Chalk this up as another one of those trend-setting legal rulings that come out of California and then ripple across the country.

The California Supreme Court ruled Thursday that although employers “must make it possible for workers to take scheduled breaks,” they “cannot be held liable if employees decide to work instead of rest,” according to a report in the Los Angeles Times.

We conclude an employer’s obligation is to relieve its employee of all duty, with the employee thereafter at liberty to use the meal period for whatever purpose he or she desires,” Justice Kathryn Mickle Werdegar wrote in the unanimous decision, “ but the employer need not ensure that no work is done.”

Clarifying “ambiguous state laws”

The ruling had been long-awaited, Nation’s Restaurant News said, in order to “clarify what many see as ambiguous state laws regarding meal and rest breaks.”

For more than a decade, California employers have been left to guess what their legal obligation is,” under the state’s meal- and rest-break regulations, said attorney Julie Dunne of Littler Mendelson in San Diego.

Restaurant companies have been sued often, spending millions on legal battles and settlements, she noted. “This case is anticipated to finally offer some clarity … and it should bring a significant reduction in the lawsuits.”

The unanimous decision by California’s highest court came in an eight-year legal battle against Brinker International, which operates a chain of restaurants that includes such popular eating spots as Chili’s and Maggiano’s Little Italy, the San Jose Mercury News said. “The lawsuit, which could affect thousands of Brinker waiters, waitresses, bartenders and cooks across California, claimed the chain’s restaurants regularly failed to assure employees got their breaks and thus violated California labor laws.”

Courts inundated with lawsuits

The LA Times noted that the courts have been inundated with lawsuits over breaks for workers, and that “tens of thousands of California workers who have sued major employers contend that companies evade state labor law requirements by making it impossible for workers to take scheduled breaks. Employers have countered that they should not be forced to police their workers as long as breaks are scheduled and made available.”

The Supreme Court handed down a dose of common sense today by ruling that employers should not and cannot be required to be the ‘meal police,’ ” said employment lawyer Wendy Lane.

Michelle Lee Flores, another employment lawyer, called the ruling “a relief.” The labor code never intended that “California employers should behave like parents to petulant schoolchildren,” Flores said.

Instead of ensuring that workers take their meal breaks, employers must simply provide uninterrupted, 30-minute, duty-free times in which the worker can come and go as he or she pleases, the court said.

Workers are entitled to 10-minute rest breaks for shifts from 3½ hours to 6 hours in length and another 10 minutes of rest for shifts that run six to 10 hours.”

Although this ruling only impacts businesses in California, it’s likely that other states and other courts will take up the issue and may use the California Supreme Court ruling as a precedent to base similar arguments on, especially since the court ruled that as long as employers have a formal system in place for breaks and meals, it is up to the employee, not the employer, to make sure they take them.
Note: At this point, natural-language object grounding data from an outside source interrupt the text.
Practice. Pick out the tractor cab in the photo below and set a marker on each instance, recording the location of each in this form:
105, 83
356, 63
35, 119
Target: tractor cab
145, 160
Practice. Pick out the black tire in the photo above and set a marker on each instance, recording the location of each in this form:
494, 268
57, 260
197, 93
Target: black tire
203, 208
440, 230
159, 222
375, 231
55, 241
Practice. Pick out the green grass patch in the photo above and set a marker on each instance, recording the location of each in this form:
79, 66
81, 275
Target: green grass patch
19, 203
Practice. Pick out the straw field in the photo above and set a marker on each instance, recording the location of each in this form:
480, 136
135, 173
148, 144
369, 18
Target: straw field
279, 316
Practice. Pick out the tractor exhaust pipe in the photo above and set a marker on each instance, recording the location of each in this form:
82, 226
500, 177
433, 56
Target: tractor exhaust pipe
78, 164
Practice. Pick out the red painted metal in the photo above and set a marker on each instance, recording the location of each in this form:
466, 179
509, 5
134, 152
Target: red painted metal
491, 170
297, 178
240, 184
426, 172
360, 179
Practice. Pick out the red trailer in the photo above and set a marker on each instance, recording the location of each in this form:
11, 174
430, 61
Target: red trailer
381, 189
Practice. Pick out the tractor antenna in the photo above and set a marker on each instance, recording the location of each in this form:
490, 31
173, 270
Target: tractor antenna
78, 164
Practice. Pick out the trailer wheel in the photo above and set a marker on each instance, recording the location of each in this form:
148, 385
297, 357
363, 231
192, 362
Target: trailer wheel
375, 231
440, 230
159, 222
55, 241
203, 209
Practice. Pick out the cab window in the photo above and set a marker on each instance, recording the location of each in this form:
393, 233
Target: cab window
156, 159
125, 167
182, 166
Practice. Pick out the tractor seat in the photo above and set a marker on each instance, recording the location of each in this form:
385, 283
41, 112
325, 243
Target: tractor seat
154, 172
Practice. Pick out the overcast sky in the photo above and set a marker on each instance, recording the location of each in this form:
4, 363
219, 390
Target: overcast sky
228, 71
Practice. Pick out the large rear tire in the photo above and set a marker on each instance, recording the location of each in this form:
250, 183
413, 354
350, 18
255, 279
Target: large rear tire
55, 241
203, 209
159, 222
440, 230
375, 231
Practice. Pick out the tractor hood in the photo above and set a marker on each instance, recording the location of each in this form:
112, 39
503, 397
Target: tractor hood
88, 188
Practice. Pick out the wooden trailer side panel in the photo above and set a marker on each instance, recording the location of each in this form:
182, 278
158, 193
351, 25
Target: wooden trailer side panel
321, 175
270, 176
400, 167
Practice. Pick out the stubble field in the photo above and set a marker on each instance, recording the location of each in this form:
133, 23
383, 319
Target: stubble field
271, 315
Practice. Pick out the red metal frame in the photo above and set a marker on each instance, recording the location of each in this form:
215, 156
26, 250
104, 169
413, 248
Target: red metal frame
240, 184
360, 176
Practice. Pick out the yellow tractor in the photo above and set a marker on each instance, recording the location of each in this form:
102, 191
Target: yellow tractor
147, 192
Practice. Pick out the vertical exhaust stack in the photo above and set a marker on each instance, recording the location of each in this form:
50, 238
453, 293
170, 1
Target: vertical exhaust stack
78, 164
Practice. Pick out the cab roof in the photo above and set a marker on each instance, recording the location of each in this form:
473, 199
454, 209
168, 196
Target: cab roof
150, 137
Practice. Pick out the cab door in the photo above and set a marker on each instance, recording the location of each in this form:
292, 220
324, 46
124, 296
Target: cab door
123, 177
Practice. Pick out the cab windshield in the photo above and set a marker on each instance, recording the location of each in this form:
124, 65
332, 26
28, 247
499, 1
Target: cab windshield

As the Associated Press story noted:

The courts are making it clear that you have to create a system and a procedure that fully allows employees an opportunity to take breaks and meal periods, and if they do that they do not have to be Big Brother and individually monitor each employee to ensure that they’ve taken every bit of their breaks,” said Steve Hirschfeld, founder and CEO of the Employment Law Alliance, an employer-side legal trade group…

State law has mandated meal and rest breaks for decades. But in 2001, California became one of only a few states that impose a monetary penalty for employers who violate these laws, requiring employers to pay one hour of wages for a missed half-hour meal break. There is no federal law requiring employers to provide such breaks.”